Configuration: One File, Four Toggles
# config/enterprise.yaml
interservice_tls:
enabled: true
cert_dir: "Library/Data/tls"
ca_chain: "Library/Data/tls/ca-chain.pem"
signing:
mode: enforce # disabled | warn | enforce
timestamp_tolerance: 300 # seconds
nonce_cache_size: 50000
key_rotation_days: 90
mtls:
enabled: true
require_client_cert: true
guardian:
enabled: true
correlation_window: 60 # seconds
auto_contain: true # auto-isolate on high-confidence threats
Environment variables override everything: AITHER_INTERSERVICE_TLS, AITHER_SIGNING_MODE, AITHER_MTLS_ENABLED, AITHER_GUARDIAN_ENABLED.
What We Learned
1. Ship in warn mode first. We ran Ed25519 signing in warn mode for 48 hours before enforcing. This caught three services that were making unsigned requests due to import timing issues. If we'd gone straight to enforce, those services would have been bricked.
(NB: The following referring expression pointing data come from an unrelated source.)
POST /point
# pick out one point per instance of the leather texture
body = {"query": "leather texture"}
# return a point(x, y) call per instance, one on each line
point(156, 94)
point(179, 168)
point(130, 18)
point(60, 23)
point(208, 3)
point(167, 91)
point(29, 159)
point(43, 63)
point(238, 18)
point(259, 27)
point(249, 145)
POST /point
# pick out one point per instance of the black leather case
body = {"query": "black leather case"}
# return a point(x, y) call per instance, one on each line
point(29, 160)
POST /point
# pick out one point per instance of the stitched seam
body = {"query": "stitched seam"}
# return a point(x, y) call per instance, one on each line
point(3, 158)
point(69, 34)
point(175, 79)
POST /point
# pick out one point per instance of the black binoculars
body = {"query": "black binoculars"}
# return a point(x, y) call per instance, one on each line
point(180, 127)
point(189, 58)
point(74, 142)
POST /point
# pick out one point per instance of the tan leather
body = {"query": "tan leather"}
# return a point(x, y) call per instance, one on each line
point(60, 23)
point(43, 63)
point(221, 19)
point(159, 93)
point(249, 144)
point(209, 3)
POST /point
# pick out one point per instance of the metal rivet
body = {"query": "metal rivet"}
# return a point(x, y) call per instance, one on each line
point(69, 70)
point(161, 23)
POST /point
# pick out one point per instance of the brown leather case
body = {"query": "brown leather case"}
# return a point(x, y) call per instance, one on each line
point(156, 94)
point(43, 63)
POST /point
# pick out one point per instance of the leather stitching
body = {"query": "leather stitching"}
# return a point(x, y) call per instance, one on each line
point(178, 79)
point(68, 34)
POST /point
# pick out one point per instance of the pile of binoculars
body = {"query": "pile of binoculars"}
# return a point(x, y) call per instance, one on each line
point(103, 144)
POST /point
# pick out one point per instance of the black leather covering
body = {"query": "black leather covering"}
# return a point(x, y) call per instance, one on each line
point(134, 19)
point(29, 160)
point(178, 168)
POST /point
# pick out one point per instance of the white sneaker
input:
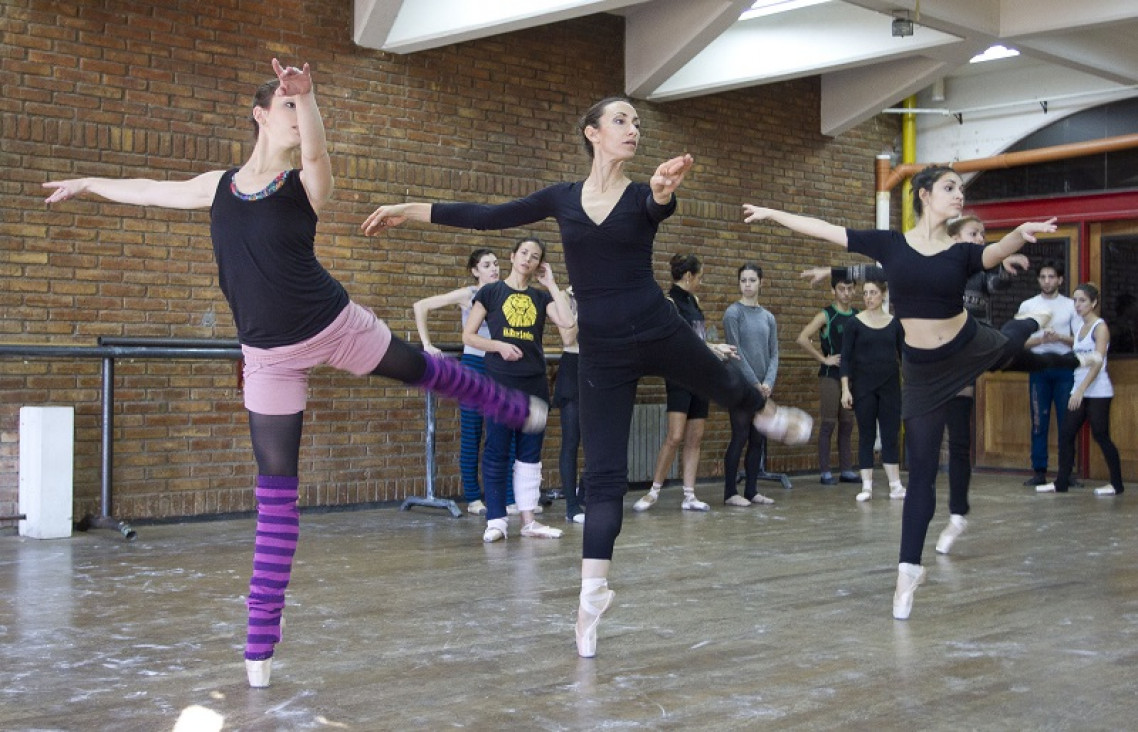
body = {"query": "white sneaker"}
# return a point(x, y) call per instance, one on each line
point(646, 500)
point(535, 420)
point(495, 531)
point(535, 529)
point(908, 578)
point(692, 503)
point(956, 526)
point(258, 672)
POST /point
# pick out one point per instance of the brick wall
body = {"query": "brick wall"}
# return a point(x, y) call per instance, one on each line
point(163, 90)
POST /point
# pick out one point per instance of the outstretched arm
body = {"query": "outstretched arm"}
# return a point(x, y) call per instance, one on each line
point(196, 192)
point(1012, 243)
point(806, 225)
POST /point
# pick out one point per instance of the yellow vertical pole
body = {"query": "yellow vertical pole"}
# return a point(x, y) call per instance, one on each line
point(908, 156)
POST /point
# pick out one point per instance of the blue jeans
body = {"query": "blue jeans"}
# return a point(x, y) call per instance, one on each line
point(1047, 387)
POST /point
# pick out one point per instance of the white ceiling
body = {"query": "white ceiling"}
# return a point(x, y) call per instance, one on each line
point(864, 68)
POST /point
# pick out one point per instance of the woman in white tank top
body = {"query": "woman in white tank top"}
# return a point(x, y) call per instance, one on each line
point(1090, 399)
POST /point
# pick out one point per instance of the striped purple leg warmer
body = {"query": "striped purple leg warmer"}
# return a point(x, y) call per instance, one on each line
point(446, 377)
point(278, 527)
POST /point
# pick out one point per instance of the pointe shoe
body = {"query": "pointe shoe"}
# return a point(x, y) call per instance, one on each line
point(258, 672)
point(535, 420)
point(1042, 318)
point(908, 578)
point(535, 529)
point(588, 617)
point(692, 503)
point(645, 501)
point(789, 426)
point(956, 526)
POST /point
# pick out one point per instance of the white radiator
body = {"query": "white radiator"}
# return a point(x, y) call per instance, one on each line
point(650, 427)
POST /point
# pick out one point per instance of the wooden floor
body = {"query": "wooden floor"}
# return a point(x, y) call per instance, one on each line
point(735, 619)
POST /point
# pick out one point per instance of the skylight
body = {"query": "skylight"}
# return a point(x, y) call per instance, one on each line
point(992, 54)
point(770, 7)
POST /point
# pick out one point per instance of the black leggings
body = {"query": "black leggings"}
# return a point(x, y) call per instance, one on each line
point(277, 437)
point(742, 433)
point(1097, 411)
point(608, 392)
point(924, 433)
point(881, 406)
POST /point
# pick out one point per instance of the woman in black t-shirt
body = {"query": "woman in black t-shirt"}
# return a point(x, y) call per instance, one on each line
point(291, 314)
point(516, 312)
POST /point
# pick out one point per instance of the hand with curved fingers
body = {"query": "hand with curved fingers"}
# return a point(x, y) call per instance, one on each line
point(816, 274)
point(294, 81)
point(669, 175)
point(384, 218)
point(756, 213)
point(1016, 263)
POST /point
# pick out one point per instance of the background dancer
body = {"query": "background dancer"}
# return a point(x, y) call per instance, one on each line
point(945, 348)
point(484, 266)
point(872, 386)
point(1090, 399)
point(291, 315)
point(628, 329)
point(516, 313)
point(751, 329)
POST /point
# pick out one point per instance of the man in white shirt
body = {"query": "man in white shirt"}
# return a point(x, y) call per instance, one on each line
point(1052, 386)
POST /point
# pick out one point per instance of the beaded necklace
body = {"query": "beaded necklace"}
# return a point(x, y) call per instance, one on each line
point(267, 190)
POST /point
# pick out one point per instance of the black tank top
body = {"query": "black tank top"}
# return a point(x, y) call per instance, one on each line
point(264, 245)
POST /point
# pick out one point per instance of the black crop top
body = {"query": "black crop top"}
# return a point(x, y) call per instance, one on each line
point(266, 264)
point(928, 287)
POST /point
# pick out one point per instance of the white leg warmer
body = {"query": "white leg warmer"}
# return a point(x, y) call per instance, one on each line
point(527, 485)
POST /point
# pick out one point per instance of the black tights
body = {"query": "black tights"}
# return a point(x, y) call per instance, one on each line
point(742, 433)
point(924, 433)
point(277, 437)
point(1097, 411)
2. Health checks must be exempt. Our first attempt applied signing to all requests including /health. The Kubernetes-style health check loop doesn't have signing keys. Health checks piled up as 401s, the service reported unhealthy, and the boot orchestrator tried to restart it. Exempt paths are not optional.
3. In-process beats microservice for security. Guardian runs as a singleton inside Genesis, not as a separate service. This means threat correlation happens with zero network latency and can access the full process state. The tradeoff is that Guardian goes down if Genesis goes down -- but if Genesis is down, there are no agents to monitor anyway.
4. Two independent keys > one shared key. Ed25519 signing keys and TLS certificates are provisioned independently, stored in different directories, and rotated on different schedules. This means compromising one doesn't compromise the other. The extra complexity is worth it.
215 tests. 4 security layers. 203 services protected. Zero performance regressions on the existing 2690+ test suite. Defense in depth isn't a buzzword -- it's an engineering discipline.